Tamil

Yaar Ivan: A visually pleasing dud

A half-baked film, that does not utilise the interesting premise of a thriller, by giving itself up to crass commercialisation

Gopinath Rajendran

At the heart of it, Yaar Ivan is an interesting thriller that focusses more on the how and the why instead of being a regular whodunit. But due to commercialisation, or in this case, over-commercialisation, the end product ends up being half-baked.

Cast: Sachiin Joshi, Esha Gupta, Kishore, Prabhu
Director: Tatineni Satya

Here’s an example. In one scene, while playing kabaddi,  a man picks up another and swirls him around his head with one hand, like he were a karlakattai. It reminded me of the scene from Villadhi Villain where a character holds thin air imagining it to be a dumbbell. It makes for an unintendedly funny scene, with the actual comedy scenes rarely hitting their mark. Also, it’s high time filmmakers stopped using transgender people as a source of humour. It’s crass, insensitive and anything but funny.

Yaar Ivan is a Tamil-Telugu bilingual, and perhaps may end up with more takers among the Telugu audience. But, I think even they’d find all the masala in this film too much to handle. A cool-as-a-cucumber hero, a cigar-wielding villain, a rich villain with a criminal background, a heroine who doesn’t get any screen space, despite supposedly being a major player, you name it, you’ve got it all.

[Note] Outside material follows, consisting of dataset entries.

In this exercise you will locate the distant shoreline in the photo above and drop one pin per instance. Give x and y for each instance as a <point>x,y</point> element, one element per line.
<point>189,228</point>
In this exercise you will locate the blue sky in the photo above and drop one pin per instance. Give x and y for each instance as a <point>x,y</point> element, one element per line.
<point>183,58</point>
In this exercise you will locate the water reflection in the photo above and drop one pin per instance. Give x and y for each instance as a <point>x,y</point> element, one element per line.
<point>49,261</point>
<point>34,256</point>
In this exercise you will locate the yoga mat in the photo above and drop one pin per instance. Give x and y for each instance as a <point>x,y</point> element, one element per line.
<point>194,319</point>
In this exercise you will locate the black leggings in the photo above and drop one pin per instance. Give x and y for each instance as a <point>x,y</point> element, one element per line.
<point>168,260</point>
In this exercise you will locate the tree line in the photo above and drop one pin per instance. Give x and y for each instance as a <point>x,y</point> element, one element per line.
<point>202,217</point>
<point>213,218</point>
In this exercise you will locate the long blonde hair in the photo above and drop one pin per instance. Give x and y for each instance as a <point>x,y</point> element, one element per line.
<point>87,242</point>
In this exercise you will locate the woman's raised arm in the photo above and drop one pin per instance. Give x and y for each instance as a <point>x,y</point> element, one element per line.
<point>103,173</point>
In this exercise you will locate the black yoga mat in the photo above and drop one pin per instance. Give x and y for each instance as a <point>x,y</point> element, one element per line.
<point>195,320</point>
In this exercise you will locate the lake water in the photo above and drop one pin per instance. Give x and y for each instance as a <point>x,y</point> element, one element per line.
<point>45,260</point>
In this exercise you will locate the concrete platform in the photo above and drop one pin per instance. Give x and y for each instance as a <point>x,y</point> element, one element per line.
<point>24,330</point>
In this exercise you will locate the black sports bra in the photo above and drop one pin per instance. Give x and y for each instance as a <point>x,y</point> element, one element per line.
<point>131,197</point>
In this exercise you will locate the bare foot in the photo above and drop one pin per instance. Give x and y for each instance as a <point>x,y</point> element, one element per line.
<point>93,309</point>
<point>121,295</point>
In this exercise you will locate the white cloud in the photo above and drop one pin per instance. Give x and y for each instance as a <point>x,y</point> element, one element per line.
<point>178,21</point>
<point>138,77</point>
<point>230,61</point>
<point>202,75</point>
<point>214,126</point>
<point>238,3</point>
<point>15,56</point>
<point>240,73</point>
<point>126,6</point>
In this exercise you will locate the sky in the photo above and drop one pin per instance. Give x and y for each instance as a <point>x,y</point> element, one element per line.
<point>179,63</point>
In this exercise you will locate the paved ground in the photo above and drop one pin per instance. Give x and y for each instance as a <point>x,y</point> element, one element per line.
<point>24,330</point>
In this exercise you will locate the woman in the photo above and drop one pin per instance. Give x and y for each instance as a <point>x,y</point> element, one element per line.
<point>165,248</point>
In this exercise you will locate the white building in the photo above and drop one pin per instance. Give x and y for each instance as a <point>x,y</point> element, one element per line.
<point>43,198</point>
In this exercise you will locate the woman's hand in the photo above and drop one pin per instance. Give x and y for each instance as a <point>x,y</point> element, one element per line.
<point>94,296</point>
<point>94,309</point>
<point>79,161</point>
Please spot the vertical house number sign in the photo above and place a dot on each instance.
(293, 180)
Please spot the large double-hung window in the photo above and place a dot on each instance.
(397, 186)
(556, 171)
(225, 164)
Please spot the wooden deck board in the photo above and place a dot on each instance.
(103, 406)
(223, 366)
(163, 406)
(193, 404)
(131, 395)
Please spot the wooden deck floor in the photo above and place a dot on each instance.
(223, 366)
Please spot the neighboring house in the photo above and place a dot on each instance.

Not to mention the terrible lip-sync that’s such a big, annoying feature in bilinguals these days, and the pesky ‘localisation’ of the dialogues.

But there’s more to Yaar Ivan than meets the eye. Beneath all those layers of triteness, a horrible love angle, people flying around in the name of playing kabaddi, lies an intriguing plot about a murder. The cinematography is top-notch, with the slow-mo scenes looking delightful. Thaman’s music works for the most part, except one out-of-place item number.